Their efforts dovetail with a statewide effort to urge license holders to consider registering to be organ and tissue donors through the New Hampshire Donor Registry.
Today, there are 116,494 people on the registry in New Hampshire as a result of signing up at the Division of Motor Vehicles.
Nationally, just under 50 percent of people with driver's licenses have designated themselves as donors, said Dave Teune of the New England Organ Bank
The goal is boost that number to 75 percent, both nationally and in New Hampshire, he said. The Organ Bank is recruiting people to register as organ and tissue donors.
DMV offices now have posters, pens, brochures and computer monitors with the Donate Life message. The Organ Bank wants people to know that registering will not interfere with any lifesaving medical care.
That people of any driving age and with any medical condition can register.
That there is never a cost to the donor's family for organ or tissue donation.
That all major religions support donation as a generous lifesaving act.
And that each donor can save the lives of seven people through organ donation and improve the lives of more than 50 people through tissue donation.
Amanda Paro's donations helped more than 30 people.
The Colby-Sawyer College nursing student was on the verge of graduating in 2003 when she was killed in an automobile accident on a snow-covered Interstate 89 while doing her clinical work at Dartmouth-Hitchcock Hospital.
Amanda's organs could not be transplanted after the accident but her body tissue could.

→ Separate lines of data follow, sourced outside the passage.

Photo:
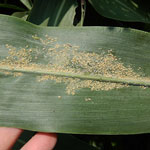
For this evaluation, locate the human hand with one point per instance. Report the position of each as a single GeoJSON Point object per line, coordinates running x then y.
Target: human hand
{"type": "Point", "coordinates": [40, 141]}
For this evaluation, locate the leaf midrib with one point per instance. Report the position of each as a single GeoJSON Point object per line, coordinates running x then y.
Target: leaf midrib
{"type": "Point", "coordinates": [127, 81]}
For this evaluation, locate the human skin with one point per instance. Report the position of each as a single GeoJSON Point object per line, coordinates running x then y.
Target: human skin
{"type": "Point", "coordinates": [40, 141]}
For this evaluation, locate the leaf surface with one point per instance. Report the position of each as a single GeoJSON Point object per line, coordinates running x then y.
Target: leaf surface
{"type": "Point", "coordinates": [46, 105]}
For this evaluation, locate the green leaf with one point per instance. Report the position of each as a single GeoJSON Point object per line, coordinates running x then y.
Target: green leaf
{"type": "Point", "coordinates": [27, 3]}
{"type": "Point", "coordinates": [22, 15]}
{"type": "Point", "coordinates": [53, 12]}
{"type": "Point", "coordinates": [124, 10]}
{"type": "Point", "coordinates": [12, 7]}
{"type": "Point", "coordinates": [33, 100]}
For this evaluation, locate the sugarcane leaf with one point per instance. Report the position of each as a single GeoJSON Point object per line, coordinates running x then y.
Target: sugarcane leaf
{"type": "Point", "coordinates": [50, 79]}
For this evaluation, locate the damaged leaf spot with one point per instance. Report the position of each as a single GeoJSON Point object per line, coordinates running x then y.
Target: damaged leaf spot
{"type": "Point", "coordinates": [66, 63]}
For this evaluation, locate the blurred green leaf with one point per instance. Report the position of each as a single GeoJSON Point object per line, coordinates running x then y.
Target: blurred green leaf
{"type": "Point", "coordinates": [22, 15]}
{"type": "Point", "coordinates": [123, 10]}
{"type": "Point", "coordinates": [53, 12]}
{"type": "Point", "coordinates": [27, 3]}
{"type": "Point", "coordinates": [12, 7]}
{"type": "Point", "coordinates": [28, 104]}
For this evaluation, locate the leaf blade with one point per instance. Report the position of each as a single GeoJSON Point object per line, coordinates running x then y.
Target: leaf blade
{"type": "Point", "coordinates": [36, 106]}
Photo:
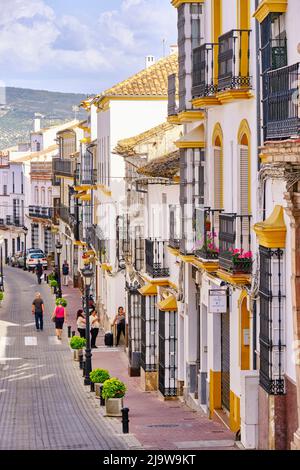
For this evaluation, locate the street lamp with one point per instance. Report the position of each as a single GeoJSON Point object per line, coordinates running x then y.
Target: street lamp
{"type": "Point", "coordinates": [58, 247]}
{"type": "Point", "coordinates": [87, 274]}
{"type": "Point", "coordinates": [25, 230]}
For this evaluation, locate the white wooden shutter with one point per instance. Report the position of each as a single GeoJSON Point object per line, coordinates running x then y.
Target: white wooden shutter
{"type": "Point", "coordinates": [244, 181]}
{"type": "Point", "coordinates": [217, 178]}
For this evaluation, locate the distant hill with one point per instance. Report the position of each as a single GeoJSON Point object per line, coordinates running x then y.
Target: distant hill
{"type": "Point", "coordinates": [17, 114]}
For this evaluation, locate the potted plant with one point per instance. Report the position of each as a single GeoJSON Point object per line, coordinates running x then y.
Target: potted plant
{"type": "Point", "coordinates": [77, 344]}
{"type": "Point", "coordinates": [61, 301]}
{"type": "Point", "coordinates": [113, 392]}
{"type": "Point", "coordinates": [98, 377]}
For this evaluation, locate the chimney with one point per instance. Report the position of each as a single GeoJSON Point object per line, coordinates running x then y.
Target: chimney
{"type": "Point", "coordinates": [150, 60]}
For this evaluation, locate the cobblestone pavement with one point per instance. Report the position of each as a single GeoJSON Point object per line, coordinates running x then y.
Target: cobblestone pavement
{"type": "Point", "coordinates": [43, 403]}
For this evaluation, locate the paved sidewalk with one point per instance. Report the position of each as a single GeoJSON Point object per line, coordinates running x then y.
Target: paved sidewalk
{"type": "Point", "coordinates": [157, 424]}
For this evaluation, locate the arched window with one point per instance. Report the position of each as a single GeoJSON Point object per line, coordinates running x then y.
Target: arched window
{"type": "Point", "coordinates": [244, 183]}
{"type": "Point", "coordinates": [217, 143]}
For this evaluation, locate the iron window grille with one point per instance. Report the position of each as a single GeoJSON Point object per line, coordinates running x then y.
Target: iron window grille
{"type": "Point", "coordinates": [234, 55]}
{"type": "Point", "coordinates": [156, 258]}
{"type": "Point", "coordinates": [272, 321]}
{"type": "Point", "coordinates": [167, 371]}
{"type": "Point", "coordinates": [204, 74]}
{"type": "Point", "coordinates": [235, 243]}
{"type": "Point", "coordinates": [149, 334]}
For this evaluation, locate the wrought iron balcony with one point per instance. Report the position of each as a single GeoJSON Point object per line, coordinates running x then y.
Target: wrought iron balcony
{"type": "Point", "coordinates": [204, 71]}
{"type": "Point", "coordinates": [283, 109]}
{"type": "Point", "coordinates": [234, 64]}
{"type": "Point", "coordinates": [207, 227]}
{"type": "Point", "coordinates": [95, 239]}
{"type": "Point", "coordinates": [235, 254]}
{"type": "Point", "coordinates": [64, 167]}
{"type": "Point", "coordinates": [155, 258]}
{"type": "Point", "coordinates": [172, 95]}
{"type": "Point", "coordinates": [40, 212]}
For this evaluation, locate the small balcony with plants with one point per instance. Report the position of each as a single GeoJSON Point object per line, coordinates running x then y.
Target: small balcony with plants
{"type": "Point", "coordinates": [156, 265]}
{"type": "Point", "coordinates": [234, 79]}
{"type": "Point", "coordinates": [282, 113]}
{"type": "Point", "coordinates": [207, 222]}
{"type": "Point", "coordinates": [235, 255]}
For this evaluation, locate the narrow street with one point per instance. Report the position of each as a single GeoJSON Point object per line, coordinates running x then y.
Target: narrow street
{"type": "Point", "coordinates": [42, 402]}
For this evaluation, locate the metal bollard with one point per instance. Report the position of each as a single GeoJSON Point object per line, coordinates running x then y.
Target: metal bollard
{"type": "Point", "coordinates": [125, 420]}
{"type": "Point", "coordinates": [102, 400]}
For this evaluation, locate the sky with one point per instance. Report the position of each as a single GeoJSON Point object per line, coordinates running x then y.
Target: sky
{"type": "Point", "coordinates": [82, 46]}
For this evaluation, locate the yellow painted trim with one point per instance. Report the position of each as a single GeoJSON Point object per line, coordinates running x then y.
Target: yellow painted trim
{"type": "Point", "coordinates": [218, 133]}
{"type": "Point", "coordinates": [84, 187]}
{"type": "Point", "coordinates": [217, 29]}
{"type": "Point", "coordinates": [205, 102]}
{"type": "Point", "coordinates": [173, 251]}
{"type": "Point", "coordinates": [168, 305]}
{"type": "Point", "coordinates": [190, 145]}
{"type": "Point", "coordinates": [270, 6]}
{"type": "Point", "coordinates": [178, 3]}
{"type": "Point", "coordinates": [106, 267]}
{"type": "Point", "coordinates": [215, 402]}
{"type": "Point", "coordinates": [173, 120]}
{"type": "Point", "coordinates": [234, 279]}
{"type": "Point", "coordinates": [228, 96]}
{"type": "Point", "coordinates": [148, 289]}
{"type": "Point", "coordinates": [244, 129]}
{"type": "Point", "coordinates": [190, 116]}
{"type": "Point", "coordinates": [208, 266]}
{"type": "Point", "coordinates": [235, 414]}
{"type": "Point", "coordinates": [272, 232]}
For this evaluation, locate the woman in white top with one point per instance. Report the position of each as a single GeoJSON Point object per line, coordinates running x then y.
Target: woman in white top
{"type": "Point", "coordinates": [95, 325]}
{"type": "Point", "coordinates": [81, 323]}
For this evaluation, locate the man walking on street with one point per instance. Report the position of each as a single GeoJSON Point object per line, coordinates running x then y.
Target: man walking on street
{"type": "Point", "coordinates": [39, 272]}
{"type": "Point", "coordinates": [38, 311]}
{"type": "Point", "coordinates": [65, 270]}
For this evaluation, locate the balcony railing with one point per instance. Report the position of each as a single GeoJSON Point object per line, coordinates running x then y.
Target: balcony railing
{"type": "Point", "coordinates": [41, 212]}
{"type": "Point", "coordinates": [172, 95]}
{"type": "Point", "coordinates": [207, 229]}
{"type": "Point", "coordinates": [234, 63]}
{"type": "Point", "coordinates": [235, 254]}
{"type": "Point", "coordinates": [204, 71]}
{"type": "Point", "coordinates": [283, 107]}
{"type": "Point", "coordinates": [155, 258]}
{"type": "Point", "coordinates": [64, 167]}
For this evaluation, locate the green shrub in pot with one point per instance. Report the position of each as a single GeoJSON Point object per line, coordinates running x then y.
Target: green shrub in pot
{"type": "Point", "coordinates": [99, 376]}
{"type": "Point", "coordinates": [77, 343]}
{"type": "Point", "coordinates": [113, 388]}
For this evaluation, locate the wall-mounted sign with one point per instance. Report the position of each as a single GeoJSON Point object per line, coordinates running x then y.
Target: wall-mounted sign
{"type": "Point", "coordinates": [217, 301]}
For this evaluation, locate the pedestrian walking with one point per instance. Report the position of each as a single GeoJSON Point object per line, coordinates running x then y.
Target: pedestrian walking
{"type": "Point", "coordinates": [81, 323]}
{"type": "Point", "coordinates": [120, 321]}
{"type": "Point", "coordinates": [59, 316]}
{"type": "Point", "coordinates": [65, 271]}
{"type": "Point", "coordinates": [39, 272]}
{"type": "Point", "coordinates": [95, 325]}
{"type": "Point", "coordinates": [38, 311]}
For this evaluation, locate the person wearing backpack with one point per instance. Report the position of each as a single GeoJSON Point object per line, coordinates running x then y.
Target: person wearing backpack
{"type": "Point", "coordinates": [65, 271]}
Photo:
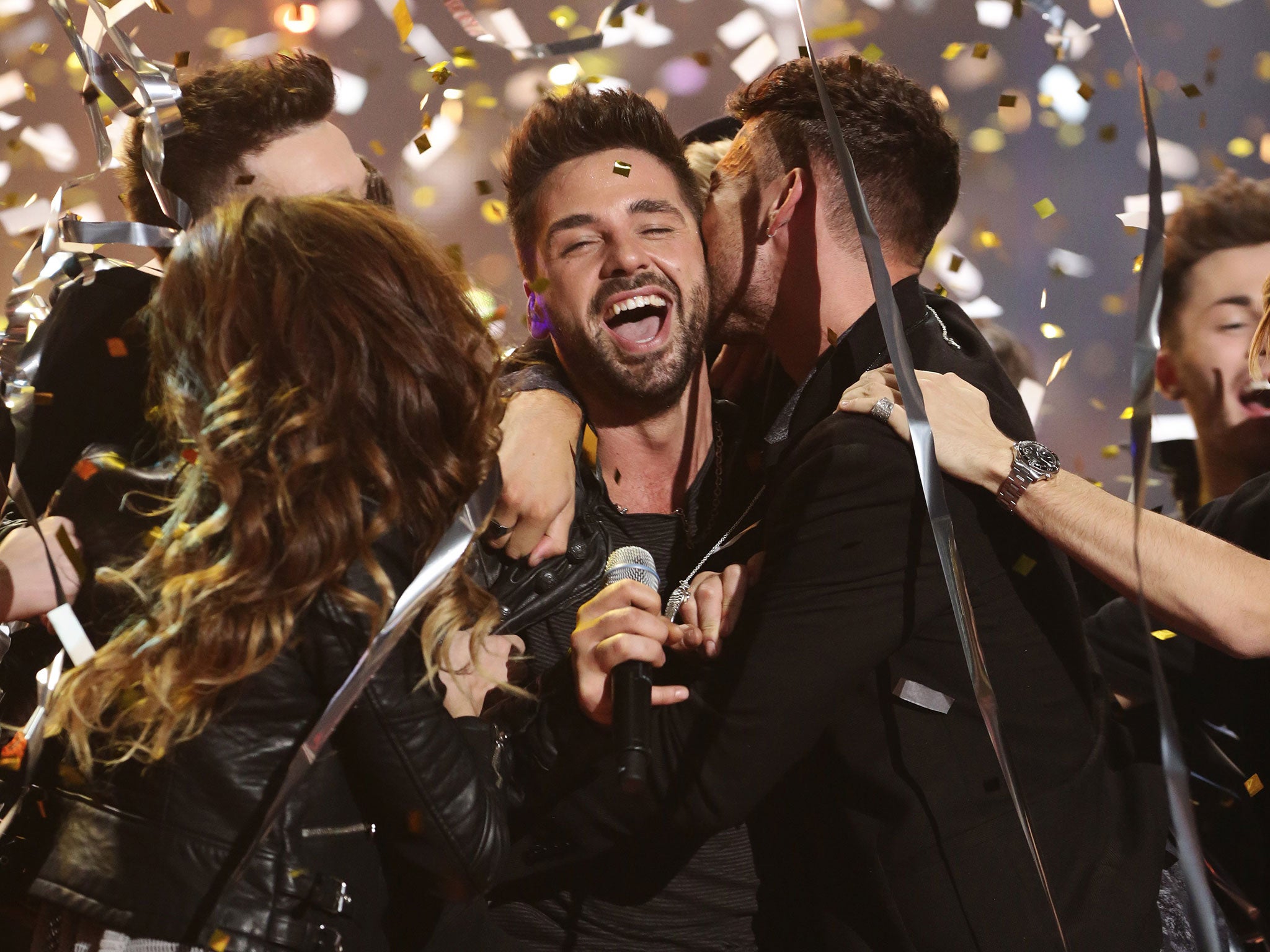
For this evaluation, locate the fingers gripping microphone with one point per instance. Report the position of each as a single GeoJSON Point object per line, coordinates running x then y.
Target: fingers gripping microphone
{"type": "Point", "coordinates": [633, 681]}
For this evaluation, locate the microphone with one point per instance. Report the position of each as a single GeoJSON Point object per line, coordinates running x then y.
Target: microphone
{"type": "Point", "coordinates": [633, 681]}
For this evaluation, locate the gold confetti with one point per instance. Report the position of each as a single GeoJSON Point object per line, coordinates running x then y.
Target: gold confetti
{"type": "Point", "coordinates": [494, 211]}
{"type": "Point", "coordinates": [1241, 148]}
{"type": "Point", "coordinates": [402, 18]}
{"type": "Point", "coordinates": [1059, 367]}
{"type": "Point", "coordinates": [563, 17]}
{"type": "Point", "coordinates": [840, 31]}
{"type": "Point", "coordinates": [1263, 66]}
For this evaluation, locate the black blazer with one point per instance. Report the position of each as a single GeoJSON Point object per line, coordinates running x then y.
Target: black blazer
{"type": "Point", "coordinates": [882, 824]}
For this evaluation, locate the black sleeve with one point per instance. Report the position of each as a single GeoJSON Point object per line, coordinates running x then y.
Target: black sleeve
{"type": "Point", "coordinates": [845, 578]}
{"type": "Point", "coordinates": [429, 780]}
{"type": "Point", "coordinates": [535, 366]}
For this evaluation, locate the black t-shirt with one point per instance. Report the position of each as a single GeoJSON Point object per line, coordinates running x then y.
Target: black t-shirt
{"type": "Point", "coordinates": [670, 895]}
{"type": "Point", "coordinates": [1221, 701]}
{"type": "Point", "coordinates": [92, 380]}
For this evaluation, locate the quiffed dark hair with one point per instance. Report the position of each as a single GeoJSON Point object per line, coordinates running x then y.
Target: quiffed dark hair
{"type": "Point", "coordinates": [230, 112]}
{"type": "Point", "coordinates": [1233, 213]}
{"type": "Point", "coordinates": [579, 123]}
{"type": "Point", "coordinates": [906, 159]}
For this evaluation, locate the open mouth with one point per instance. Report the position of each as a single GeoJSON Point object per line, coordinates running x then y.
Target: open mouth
{"type": "Point", "coordinates": [1256, 399]}
{"type": "Point", "coordinates": [638, 320]}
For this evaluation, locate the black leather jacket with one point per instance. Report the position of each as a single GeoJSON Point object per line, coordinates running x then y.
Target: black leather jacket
{"type": "Point", "coordinates": [404, 794]}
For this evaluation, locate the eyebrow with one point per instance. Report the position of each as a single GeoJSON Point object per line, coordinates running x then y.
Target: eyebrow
{"type": "Point", "coordinates": [1237, 300]}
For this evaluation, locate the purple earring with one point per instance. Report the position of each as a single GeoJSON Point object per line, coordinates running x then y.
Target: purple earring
{"type": "Point", "coordinates": [540, 322]}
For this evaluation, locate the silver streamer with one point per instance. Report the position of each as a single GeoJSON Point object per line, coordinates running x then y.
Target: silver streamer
{"type": "Point", "coordinates": [928, 469]}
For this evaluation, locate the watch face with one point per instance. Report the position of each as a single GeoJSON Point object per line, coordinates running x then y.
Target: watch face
{"type": "Point", "coordinates": [1038, 457]}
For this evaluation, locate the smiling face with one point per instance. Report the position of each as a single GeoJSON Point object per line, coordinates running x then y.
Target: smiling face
{"type": "Point", "coordinates": [1206, 364]}
{"type": "Point", "coordinates": [626, 280]}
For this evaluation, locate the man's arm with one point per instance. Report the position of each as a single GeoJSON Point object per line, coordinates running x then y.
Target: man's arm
{"type": "Point", "coordinates": [1194, 583]}
{"type": "Point", "coordinates": [838, 591]}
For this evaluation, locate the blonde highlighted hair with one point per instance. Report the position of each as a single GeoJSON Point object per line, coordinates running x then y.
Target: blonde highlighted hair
{"type": "Point", "coordinates": [322, 358]}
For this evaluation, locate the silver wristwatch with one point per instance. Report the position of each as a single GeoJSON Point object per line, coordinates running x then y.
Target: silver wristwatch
{"type": "Point", "coordinates": [1033, 462]}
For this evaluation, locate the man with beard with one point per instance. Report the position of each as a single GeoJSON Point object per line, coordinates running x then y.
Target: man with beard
{"type": "Point", "coordinates": [605, 216]}
{"type": "Point", "coordinates": [841, 708]}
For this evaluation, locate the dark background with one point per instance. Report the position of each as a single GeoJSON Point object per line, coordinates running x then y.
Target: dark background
{"type": "Point", "coordinates": [1225, 51]}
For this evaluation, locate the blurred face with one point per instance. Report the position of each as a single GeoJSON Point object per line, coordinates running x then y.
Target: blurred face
{"type": "Point", "coordinates": [626, 293]}
{"type": "Point", "coordinates": [1208, 369]}
{"type": "Point", "coordinates": [310, 162]}
{"type": "Point", "coordinates": [745, 275]}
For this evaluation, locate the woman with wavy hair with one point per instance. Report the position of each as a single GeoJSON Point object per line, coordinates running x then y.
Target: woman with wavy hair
{"type": "Point", "coordinates": [335, 395]}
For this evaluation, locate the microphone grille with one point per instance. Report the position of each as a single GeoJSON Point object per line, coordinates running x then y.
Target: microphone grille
{"type": "Point", "coordinates": [631, 563]}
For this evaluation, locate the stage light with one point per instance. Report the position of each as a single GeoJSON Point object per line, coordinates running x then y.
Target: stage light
{"type": "Point", "coordinates": [563, 74]}
{"type": "Point", "coordinates": [296, 18]}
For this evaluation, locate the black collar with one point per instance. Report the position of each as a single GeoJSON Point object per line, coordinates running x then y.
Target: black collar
{"type": "Point", "coordinates": [861, 348]}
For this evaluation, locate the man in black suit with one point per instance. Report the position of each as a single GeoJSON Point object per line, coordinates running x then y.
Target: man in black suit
{"type": "Point", "coordinates": [841, 716]}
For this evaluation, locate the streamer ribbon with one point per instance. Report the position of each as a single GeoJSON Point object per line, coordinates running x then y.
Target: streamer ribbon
{"type": "Point", "coordinates": [928, 469]}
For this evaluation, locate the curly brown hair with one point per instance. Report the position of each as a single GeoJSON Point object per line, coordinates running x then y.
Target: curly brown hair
{"type": "Point", "coordinates": [230, 112]}
{"type": "Point", "coordinates": [322, 357]}
{"type": "Point", "coordinates": [905, 156]}
{"type": "Point", "coordinates": [1233, 213]}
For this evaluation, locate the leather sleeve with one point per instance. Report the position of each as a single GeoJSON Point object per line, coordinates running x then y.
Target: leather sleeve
{"type": "Point", "coordinates": [429, 781]}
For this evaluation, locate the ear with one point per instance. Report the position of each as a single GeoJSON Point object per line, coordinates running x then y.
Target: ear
{"type": "Point", "coordinates": [1166, 375]}
{"type": "Point", "coordinates": [786, 201]}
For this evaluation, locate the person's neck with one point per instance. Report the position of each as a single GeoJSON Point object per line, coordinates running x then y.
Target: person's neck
{"type": "Point", "coordinates": [1222, 472]}
{"type": "Point", "coordinates": [825, 289]}
{"type": "Point", "coordinates": [649, 464]}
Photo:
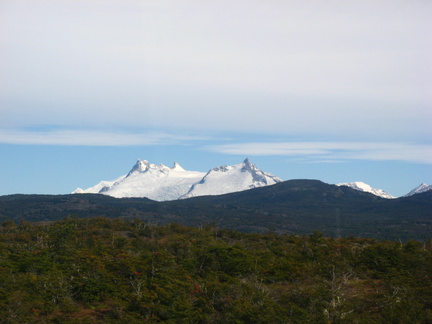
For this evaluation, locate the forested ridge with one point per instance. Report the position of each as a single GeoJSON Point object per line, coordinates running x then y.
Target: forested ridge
{"type": "Point", "coordinates": [100, 270]}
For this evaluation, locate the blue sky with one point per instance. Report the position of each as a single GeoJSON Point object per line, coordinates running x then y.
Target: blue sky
{"type": "Point", "coordinates": [338, 91]}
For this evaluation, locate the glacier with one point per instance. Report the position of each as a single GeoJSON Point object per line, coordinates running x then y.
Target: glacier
{"type": "Point", "coordinates": [162, 183]}
{"type": "Point", "coordinates": [361, 186]}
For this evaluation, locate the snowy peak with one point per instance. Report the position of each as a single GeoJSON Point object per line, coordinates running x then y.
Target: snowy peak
{"type": "Point", "coordinates": [226, 179]}
{"type": "Point", "coordinates": [161, 183]}
{"type": "Point", "coordinates": [361, 186]}
{"type": "Point", "coordinates": [143, 166]}
{"type": "Point", "coordinates": [421, 188]}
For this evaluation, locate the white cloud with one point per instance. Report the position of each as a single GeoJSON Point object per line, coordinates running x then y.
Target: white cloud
{"type": "Point", "coordinates": [333, 151]}
{"type": "Point", "coordinates": [92, 138]}
{"type": "Point", "coordinates": [357, 70]}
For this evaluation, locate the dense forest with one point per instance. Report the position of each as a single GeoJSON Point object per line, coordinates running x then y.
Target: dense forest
{"type": "Point", "coordinates": [100, 270]}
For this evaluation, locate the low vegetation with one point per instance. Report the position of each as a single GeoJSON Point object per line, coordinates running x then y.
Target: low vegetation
{"type": "Point", "coordinates": [100, 270]}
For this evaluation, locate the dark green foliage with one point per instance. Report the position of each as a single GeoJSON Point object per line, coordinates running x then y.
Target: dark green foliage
{"type": "Point", "coordinates": [291, 207]}
{"type": "Point", "coordinates": [103, 270]}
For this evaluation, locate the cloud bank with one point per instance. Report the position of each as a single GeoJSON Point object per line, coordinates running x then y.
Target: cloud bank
{"type": "Point", "coordinates": [356, 70]}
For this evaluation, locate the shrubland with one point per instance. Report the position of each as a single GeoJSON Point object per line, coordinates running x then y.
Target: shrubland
{"type": "Point", "coordinates": [100, 270]}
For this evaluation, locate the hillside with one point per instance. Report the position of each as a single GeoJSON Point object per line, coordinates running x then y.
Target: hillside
{"type": "Point", "coordinates": [293, 207]}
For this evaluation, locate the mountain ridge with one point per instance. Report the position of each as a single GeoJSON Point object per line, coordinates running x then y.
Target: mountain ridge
{"type": "Point", "coordinates": [293, 207]}
{"type": "Point", "coordinates": [161, 183]}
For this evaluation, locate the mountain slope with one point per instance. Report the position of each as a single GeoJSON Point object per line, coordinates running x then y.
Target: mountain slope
{"type": "Point", "coordinates": [161, 183]}
{"type": "Point", "coordinates": [156, 182]}
{"type": "Point", "coordinates": [227, 179]}
{"type": "Point", "coordinates": [361, 186]}
{"type": "Point", "coordinates": [420, 189]}
{"type": "Point", "coordinates": [293, 207]}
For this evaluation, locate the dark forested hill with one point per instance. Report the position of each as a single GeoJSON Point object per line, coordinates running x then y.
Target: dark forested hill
{"type": "Point", "coordinates": [294, 207]}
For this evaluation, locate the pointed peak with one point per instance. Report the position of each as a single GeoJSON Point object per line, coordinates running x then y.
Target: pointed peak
{"type": "Point", "coordinates": [247, 165]}
{"type": "Point", "coordinates": [177, 167]}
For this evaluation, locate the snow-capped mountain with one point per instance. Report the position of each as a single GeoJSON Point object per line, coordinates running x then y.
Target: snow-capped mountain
{"type": "Point", "coordinates": [156, 182]}
{"type": "Point", "coordinates": [161, 183]}
{"type": "Point", "coordinates": [361, 186]}
{"type": "Point", "coordinates": [226, 179]}
{"type": "Point", "coordinates": [421, 188]}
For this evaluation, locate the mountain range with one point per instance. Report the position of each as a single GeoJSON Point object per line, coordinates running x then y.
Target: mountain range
{"type": "Point", "coordinates": [162, 183]}
{"type": "Point", "coordinates": [292, 207]}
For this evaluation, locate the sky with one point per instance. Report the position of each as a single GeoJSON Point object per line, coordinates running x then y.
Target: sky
{"type": "Point", "coordinates": [338, 91]}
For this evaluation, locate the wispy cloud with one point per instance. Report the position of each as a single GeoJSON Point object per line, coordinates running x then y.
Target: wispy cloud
{"type": "Point", "coordinates": [92, 138]}
{"type": "Point", "coordinates": [333, 151]}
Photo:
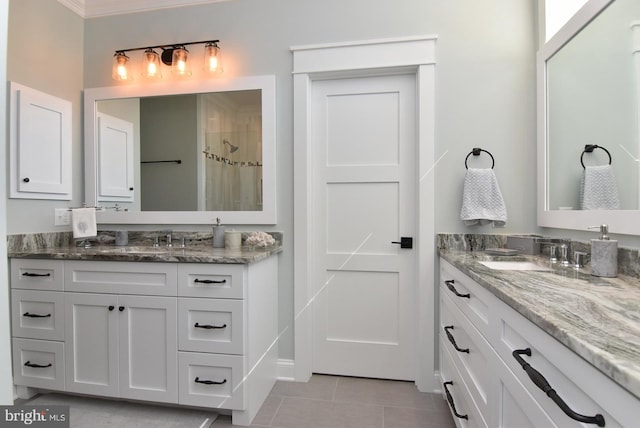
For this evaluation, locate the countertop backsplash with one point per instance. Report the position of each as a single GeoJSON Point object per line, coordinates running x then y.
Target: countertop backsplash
{"type": "Point", "coordinates": [628, 258]}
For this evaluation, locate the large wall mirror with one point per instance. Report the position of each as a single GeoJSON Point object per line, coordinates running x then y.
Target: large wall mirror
{"type": "Point", "coordinates": [182, 152]}
{"type": "Point", "coordinates": [588, 95]}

Her left cornea went to a 20-year-old man. Her right cornea was given to a 68-year-old woman.
A heart valve went to a 9-year-old.
Arteries, veins and skin went to hospital patients. Twenty-three people received bone transplants.
Not all are so fortunate.
Each year, more than 250 New Englanders die waiting for an organ transplant. Nationally, the number is about 6,000 people.
Every day, 18 people die waiting for an organ transplant. There are 106,000 nationally waiting for transplants.
These are figures that Nancy Paro and her daughters know through their advocacy work, and numbers they want to change for the better.
Nancy Paro, a retired second-grade teacher from Grinnell Elementary School in Derry, speaks to students, civic groups and others about the lifesaving impact of organ and tissue donations.
Amanda's twin sister, Amy McDonald, 29, a special education teacher, volunteers for organ donation registration drives.
Her activities include mailing literature and public speaking.
McDonald said her mother and older sister, Kari Mull, 32, devote much more of their lives to the cause.
Mull quit her job as a chemist at Yale University to become a program manager for Donate Life Connecticut.
"It was the only positive that came from my sister's death," Mull said. "She believed in this. It was my way of keeping her memory alive."
Nancy Paro said Amanda's death changed their lives.
They live more in the moment, feel more comfortable thinking about death, and have gained solace knowing Amanda helped others live.
"The worst day in our life was the best day for 37-some-odd people because Mandy decided to become a donor," she said.